After the U.S. Supreme Court ruled in 2022 in Dobbs v. Jackson Women’s Health Organization that the U.S. Constitution did not guarantee a person’s right to have an abortion, a Wisconsin state law dating to 1849 that was interpreted as an abortion ban went into effect, barring nearly all abortions for more than a year.
And while Dane County Circuit Judge Diane Schlipper’s ruling that the 1849 law banned infanticide, not abortion, has once again given Wisconsinites the right to an abortion up to 20 weeks of pregnancy, the legal battle isn’t over, and Sheboygan County District Attorney Joel Urmanski has filed an appeal of the ruling. The case is expected to ultimately be decided by the Wisconsin Supreme Court.
Evers said voters need to stay vigilant as the case moves through the court system.
“Voters need to understand that it’s not a done deal yet. It could change in an eyelash or the wrong decision at some level of government,” he said.
Wisconsin has a lot of infrastructure needs on the table. Evers believes broadband expansion, improvements to water quality, roads and bridges, and passenger rail expansion are all possible.
“They’re all important and they’re all things that we can do. So I feel good about our efforts on infrastructure, but we’ve got a long way to go,” Evers said. “And it costs money.”
The governor said that investments have already been made in those areas, thanks to funding from Democratic President Joe Biden’s Bipartisan Infrastructure Law.

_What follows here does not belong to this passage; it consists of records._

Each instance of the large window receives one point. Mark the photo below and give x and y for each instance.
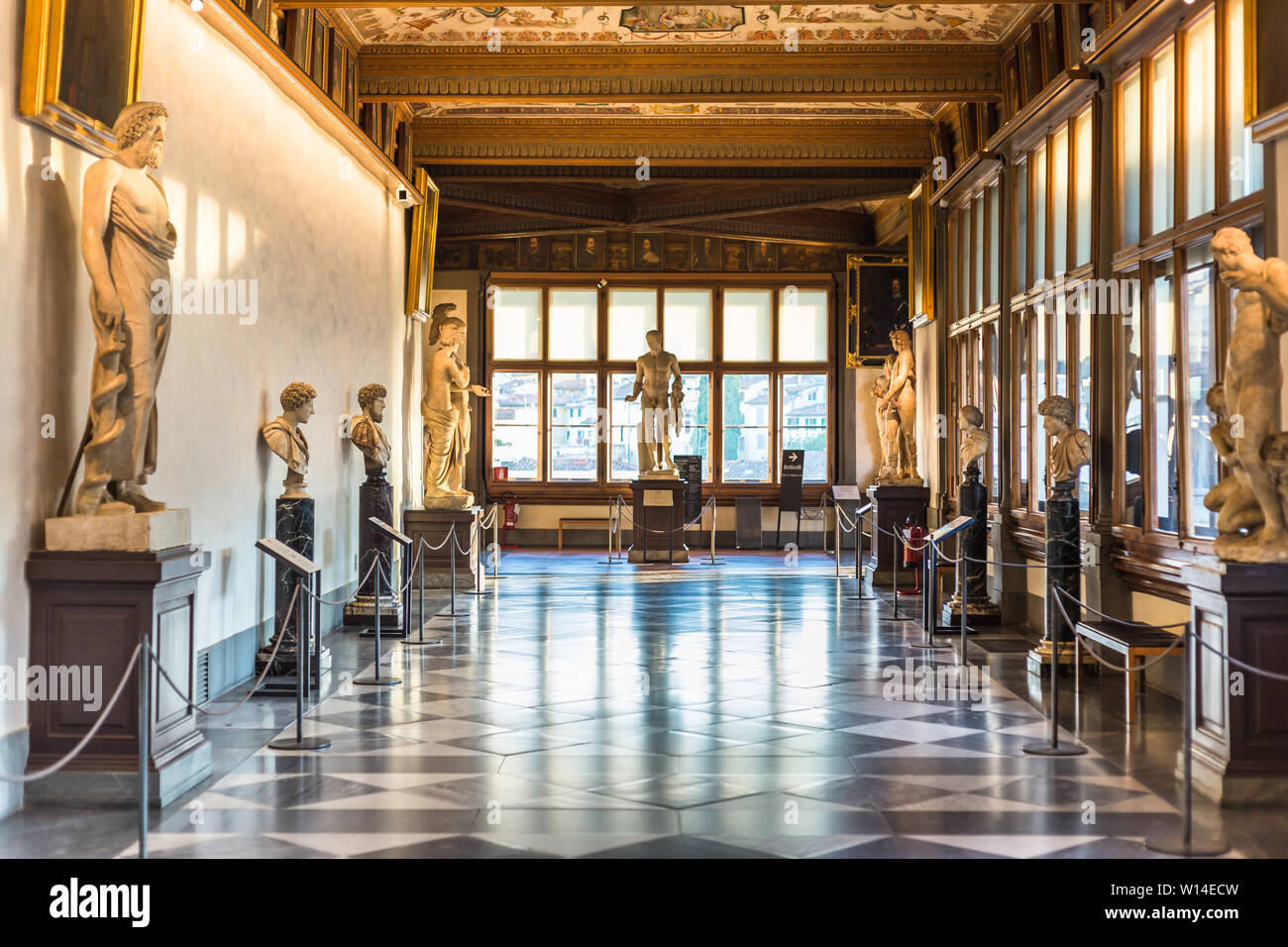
(754, 360)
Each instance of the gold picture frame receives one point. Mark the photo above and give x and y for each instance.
(421, 247)
(76, 85)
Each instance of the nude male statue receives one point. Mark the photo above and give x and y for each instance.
(1253, 377)
(902, 395)
(653, 373)
(127, 243)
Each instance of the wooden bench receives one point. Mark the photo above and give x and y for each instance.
(581, 521)
(1133, 643)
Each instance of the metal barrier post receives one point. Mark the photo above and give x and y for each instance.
(145, 738)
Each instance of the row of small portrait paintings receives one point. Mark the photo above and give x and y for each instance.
(597, 250)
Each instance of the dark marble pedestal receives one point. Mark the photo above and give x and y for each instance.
(892, 505)
(88, 609)
(433, 526)
(973, 501)
(1239, 724)
(375, 499)
(294, 528)
(1063, 571)
(657, 514)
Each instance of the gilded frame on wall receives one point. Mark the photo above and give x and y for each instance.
(71, 84)
(420, 252)
(921, 270)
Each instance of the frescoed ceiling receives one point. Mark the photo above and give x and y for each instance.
(686, 24)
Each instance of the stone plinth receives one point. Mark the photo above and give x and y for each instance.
(892, 505)
(1240, 737)
(88, 609)
(433, 525)
(128, 532)
(657, 514)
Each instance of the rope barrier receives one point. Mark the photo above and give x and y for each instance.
(76, 750)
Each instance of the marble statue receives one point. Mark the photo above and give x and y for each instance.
(974, 438)
(901, 405)
(446, 412)
(1072, 447)
(365, 431)
(1252, 390)
(283, 437)
(656, 371)
(880, 385)
(128, 243)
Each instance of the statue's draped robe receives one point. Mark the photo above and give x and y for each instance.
(125, 427)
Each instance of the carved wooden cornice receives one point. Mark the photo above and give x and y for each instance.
(725, 72)
(673, 141)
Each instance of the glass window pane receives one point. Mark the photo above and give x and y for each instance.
(1244, 155)
(1201, 375)
(1021, 227)
(574, 324)
(630, 315)
(1060, 200)
(696, 418)
(515, 423)
(574, 424)
(623, 459)
(1162, 138)
(516, 324)
(804, 421)
(746, 325)
(1039, 266)
(803, 325)
(688, 324)
(1201, 116)
(1128, 141)
(1082, 187)
(1131, 408)
(1164, 406)
(746, 428)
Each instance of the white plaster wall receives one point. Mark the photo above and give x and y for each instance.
(258, 192)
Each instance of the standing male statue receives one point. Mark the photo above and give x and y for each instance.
(1253, 381)
(902, 395)
(128, 243)
(655, 371)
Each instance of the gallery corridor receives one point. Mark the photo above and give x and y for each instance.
(738, 710)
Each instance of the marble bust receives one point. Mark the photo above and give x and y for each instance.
(365, 432)
(1252, 392)
(127, 243)
(1072, 447)
(283, 436)
(657, 371)
(974, 440)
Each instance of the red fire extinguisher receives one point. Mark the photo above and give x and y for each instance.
(912, 544)
(511, 518)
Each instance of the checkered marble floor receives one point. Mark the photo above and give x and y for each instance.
(738, 710)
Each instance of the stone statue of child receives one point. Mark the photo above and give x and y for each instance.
(128, 243)
(283, 436)
(655, 371)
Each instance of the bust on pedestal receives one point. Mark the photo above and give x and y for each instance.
(1069, 454)
(294, 527)
(375, 499)
(657, 495)
(973, 501)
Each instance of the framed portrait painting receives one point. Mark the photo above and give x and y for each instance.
(421, 240)
(80, 67)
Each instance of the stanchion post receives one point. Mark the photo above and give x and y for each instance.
(1055, 748)
(145, 738)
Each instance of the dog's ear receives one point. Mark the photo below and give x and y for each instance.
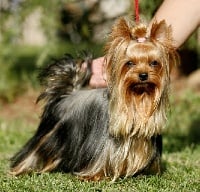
(161, 32)
(121, 29)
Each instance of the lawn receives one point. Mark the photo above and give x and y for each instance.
(181, 156)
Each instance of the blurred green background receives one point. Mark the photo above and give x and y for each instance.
(34, 31)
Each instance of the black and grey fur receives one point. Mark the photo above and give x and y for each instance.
(73, 133)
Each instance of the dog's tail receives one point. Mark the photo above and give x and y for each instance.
(64, 76)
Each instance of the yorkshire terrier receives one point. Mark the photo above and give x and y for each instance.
(107, 132)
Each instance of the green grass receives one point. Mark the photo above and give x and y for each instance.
(181, 158)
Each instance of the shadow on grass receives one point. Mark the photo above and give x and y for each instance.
(174, 142)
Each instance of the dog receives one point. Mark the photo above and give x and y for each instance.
(110, 132)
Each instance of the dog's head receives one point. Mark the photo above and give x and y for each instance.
(138, 64)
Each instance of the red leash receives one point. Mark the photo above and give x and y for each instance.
(137, 17)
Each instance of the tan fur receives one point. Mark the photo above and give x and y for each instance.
(134, 118)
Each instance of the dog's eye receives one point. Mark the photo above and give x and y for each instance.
(154, 63)
(130, 63)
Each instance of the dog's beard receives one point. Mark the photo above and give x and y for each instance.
(138, 108)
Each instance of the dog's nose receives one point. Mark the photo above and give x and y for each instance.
(143, 76)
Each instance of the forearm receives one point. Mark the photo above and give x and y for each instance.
(182, 15)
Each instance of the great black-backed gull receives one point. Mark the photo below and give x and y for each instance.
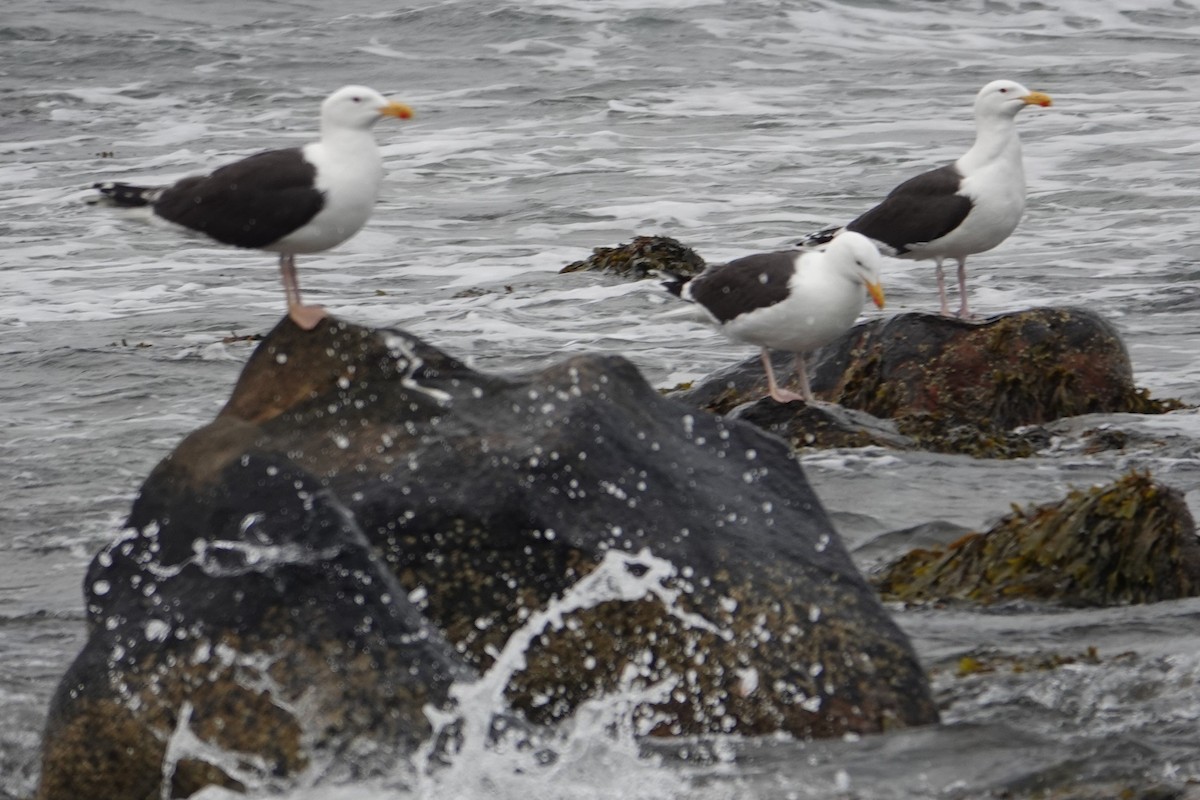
(795, 301)
(960, 209)
(297, 200)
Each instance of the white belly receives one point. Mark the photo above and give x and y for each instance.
(997, 194)
(805, 320)
(349, 180)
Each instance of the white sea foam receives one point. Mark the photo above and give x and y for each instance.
(544, 130)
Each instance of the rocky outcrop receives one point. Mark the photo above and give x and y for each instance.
(270, 605)
(961, 385)
(241, 632)
(1132, 541)
(643, 257)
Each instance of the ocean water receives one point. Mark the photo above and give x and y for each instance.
(545, 128)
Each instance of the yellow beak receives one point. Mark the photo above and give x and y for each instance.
(876, 293)
(1037, 98)
(396, 109)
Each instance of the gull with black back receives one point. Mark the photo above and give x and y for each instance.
(960, 209)
(795, 301)
(288, 202)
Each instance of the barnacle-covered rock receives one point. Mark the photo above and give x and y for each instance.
(367, 518)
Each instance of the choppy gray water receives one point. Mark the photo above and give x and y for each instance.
(545, 128)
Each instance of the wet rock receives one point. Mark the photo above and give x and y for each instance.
(963, 385)
(642, 257)
(241, 632)
(636, 545)
(821, 425)
(1132, 541)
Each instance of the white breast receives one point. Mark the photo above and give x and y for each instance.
(819, 308)
(349, 172)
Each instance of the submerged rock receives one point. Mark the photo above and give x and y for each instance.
(642, 257)
(1132, 541)
(636, 546)
(963, 385)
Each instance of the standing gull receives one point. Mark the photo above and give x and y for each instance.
(793, 301)
(297, 200)
(960, 209)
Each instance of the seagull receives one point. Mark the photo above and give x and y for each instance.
(795, 300)
(288, 202)
(960, 209)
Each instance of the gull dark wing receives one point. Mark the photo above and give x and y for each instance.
(744, 284)
(919, 210)
(250, 203)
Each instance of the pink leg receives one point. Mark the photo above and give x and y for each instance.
(783, 395)
(941, 288)
(963, 289)
(306, 317)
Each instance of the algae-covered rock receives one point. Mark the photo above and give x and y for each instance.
(961, 385)
(367, 518)
(240, 632)
(642, 257)
(1132, 541)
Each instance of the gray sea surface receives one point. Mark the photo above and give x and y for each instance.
(545, 128)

That funding has helped the state expand internet access; make upgrades to public transit, including the potential for more passenger rail in new cities; upgrade water and stormwater infrastructure; and remove lead pipes.
Evers said the state’s $7 billion budget surplus could be used to further invest in infrastructure needs, especially roads, utilities and water quality. Evers and the Republican-controlled Legislature have yet to agree on what that surplus should be used for, though, and it’s unclear whether it will be spent in the next biennial budget or not.
Evers declared 2023 the “year of mental health,” and he traveled around the state to learn more about mental health issues among students, suicide rates among veterans, and gun access and violent crimes stemming from mental health issues.
He found that young people are leading the charge. At one school he visited in central Wisconsin, Evers said, about a third of the students at the high school were participating in a mental health organization led entirely by kids.
Evers also visited with farmers in Reedsburg to talk about a farmer mental health network, and in Iron River, where a $2.5 million grant from the Wisconsin Department of Health Services helped the NorthLakes Community Clinic expand its behavioral telehealth services for kids.
“I think we have turned the corner on people understanding the significance of it. We still got a long way to go to solving the problem. We need more practitioners, we need more facilities to make sure that kids and adults who are struggling with this get the help they need,” he said. “But we made progress, and I’m happy about that.”